Little did I know the funny mistake I was about to make.
The zoo ranks as one of the best in the nation. It’s wonderful, and we had been there several times, but this time was different. This time, for the first time ever, we didn’t have to take a stroller.
We strutted up to the zoo gates with the wind in our hair and a feeling of liberation.
But that feeling of freedom didn’t last long. A couple hours later, the kids got tired and asked, “Can I have a shoulder ride, Mom?”
Sure, why not? Carry around 50 extra pounds of weight — no big deal! My husband hoisted our oldest son onto his shoulders, and I had our youngest son on mine as we entered the monkey exhibit.
Thirsty from being a source of transportation for my child, I carefully balanced Cooper on my shoulders as I unscrewed the lid of my $3 Cherry Pepsi to get a quick drink.
At that exact moment, my oldest son decided he didn’t want to be on my husband’s shoulders anymore. He swung his leg around to hop down and promptly collided with my hand, sending soda spewing through the air in a gravity-defying arch.
With quick reflexes, my husband bobbled for the bottle like a football player trying to catch a Hail Mary pass. This sent the bottle spinning in a loop de loop pattern, spraying Pepsi everywhere as it went.
But here’s the worst part — oh, this is bad.
Just then some poor, unsuspecting mom was walking past us. Like a slow motion replay, I watched as every twist of the Pepsi bottle pummeled her coral colored blouse with sticky, brown pop.
Then, with one last final spin, Pepsi splashed right into her mouth — HER MOUTH!
It was disgusting. I was mortified. All I could say was, “I’m so sorry! I’m not sick! I’m so sorry!” as she attempted to spit my Pepsi out of her mouth.
“I’m not sick…,” nice one, Jenni. But I didn’t know what else to say as my Cherry Pepsi dripped from her face!
I continued to apologize profusely and lamely offered her a wet wipe. I didn’t know what else to do to fix the mistake.
With a dazed look, she shook her head and said they had wipes.
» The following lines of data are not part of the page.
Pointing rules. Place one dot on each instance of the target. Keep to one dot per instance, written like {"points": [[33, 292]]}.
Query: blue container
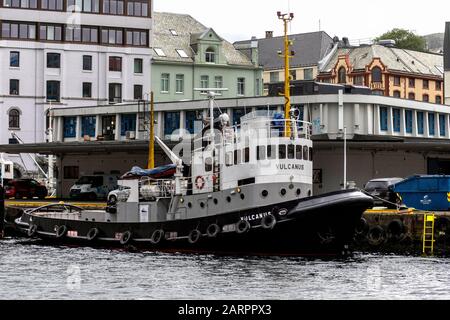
{"points": [[425, 192]]}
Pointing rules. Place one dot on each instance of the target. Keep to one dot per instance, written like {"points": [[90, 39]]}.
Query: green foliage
{"points": [[405, 39]]}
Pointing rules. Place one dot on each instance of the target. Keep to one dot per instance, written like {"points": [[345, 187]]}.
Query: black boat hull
{"points": [[323, 225]]}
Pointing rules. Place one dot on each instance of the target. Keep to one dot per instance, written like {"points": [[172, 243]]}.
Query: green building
{"points": [[187, 56]]}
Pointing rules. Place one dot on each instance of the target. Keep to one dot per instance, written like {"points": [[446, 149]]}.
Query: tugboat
{"points": [[243, 189]]}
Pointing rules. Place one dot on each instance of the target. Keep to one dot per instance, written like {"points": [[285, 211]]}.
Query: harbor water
{"points": [[34, 271]]}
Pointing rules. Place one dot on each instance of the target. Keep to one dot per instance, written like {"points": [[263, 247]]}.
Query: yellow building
{"points": [[388, 71]]}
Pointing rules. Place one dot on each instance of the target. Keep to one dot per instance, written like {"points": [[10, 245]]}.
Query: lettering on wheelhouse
{"points": [[290, 166]]}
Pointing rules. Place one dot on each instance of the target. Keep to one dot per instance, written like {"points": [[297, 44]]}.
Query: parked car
{"points": [[25, 188], [381, 189]]}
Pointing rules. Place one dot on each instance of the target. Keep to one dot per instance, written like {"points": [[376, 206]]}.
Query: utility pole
{"points": [[287, 17]]}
Then we parted ways with my embarrassed apologies still hanging in the air.
For the rest of our visit, I obsessed over that unfortunate series of events.
I couldn’t let go of this mistake
Again and again I went over the interaction in my head.
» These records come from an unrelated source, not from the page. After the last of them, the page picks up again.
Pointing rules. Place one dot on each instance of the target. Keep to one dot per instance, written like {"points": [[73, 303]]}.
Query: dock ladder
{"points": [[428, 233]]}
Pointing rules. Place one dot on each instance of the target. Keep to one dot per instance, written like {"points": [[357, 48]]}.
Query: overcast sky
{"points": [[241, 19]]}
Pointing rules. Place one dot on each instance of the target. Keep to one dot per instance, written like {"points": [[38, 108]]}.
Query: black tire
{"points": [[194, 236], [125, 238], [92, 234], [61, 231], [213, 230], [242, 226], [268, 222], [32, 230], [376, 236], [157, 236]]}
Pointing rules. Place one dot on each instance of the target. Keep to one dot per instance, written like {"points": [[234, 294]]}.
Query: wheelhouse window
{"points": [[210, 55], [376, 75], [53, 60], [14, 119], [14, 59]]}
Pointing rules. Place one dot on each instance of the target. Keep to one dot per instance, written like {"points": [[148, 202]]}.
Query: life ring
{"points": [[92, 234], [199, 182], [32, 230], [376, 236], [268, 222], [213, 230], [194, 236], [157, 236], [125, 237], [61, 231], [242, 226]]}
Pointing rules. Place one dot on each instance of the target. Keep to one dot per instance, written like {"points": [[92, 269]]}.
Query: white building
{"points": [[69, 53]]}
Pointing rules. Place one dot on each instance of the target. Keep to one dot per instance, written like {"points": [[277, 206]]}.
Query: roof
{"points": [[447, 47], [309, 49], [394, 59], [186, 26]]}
What could I have done differently? Was there some way I could have prevented it? Why did I have to take a drink right at that very moment?
But it was just a freak accident. I didn’t do it on purpose. There’s nothing I could have done to control or stop the situation.
There will always be things in our past we wish we could change. Many of them, much more serious than the “Pepsi incident,” can haunt us with guilt and shame for years.
But God doesn’t want us to live bogged down with all our past shame and guilt.
God wants us to be free.
We can’t change the past. We can’t un-spill the Cherry Pepsi.
What we can do is apologize to God (and other people). Then let go of the past so our hands and hearts are free to reach toward the freedom God is offering us right now.
If you’re thinking about starting your own prayer group, thoughts from your past might creep in trying to convince you that you’re not worthy or good enough to lead a group.
But the truth is, none of us are really are. Most of us (myself included) have done much worse than accidentally spilling Pepsi in someone mouth.
One big mistake you can make if you feel God calling you to start a prayer group is to focus in on all the things you regret in your past and let that stop you in your tracks.
Instead, press forward, because the fact that you are not perfect only makes you more perfect for helping women connect with each other and with Jesus.
Prayer of the day: God, please give us the grace to forgive ourselves so we can embrace the freedom you’re offering us.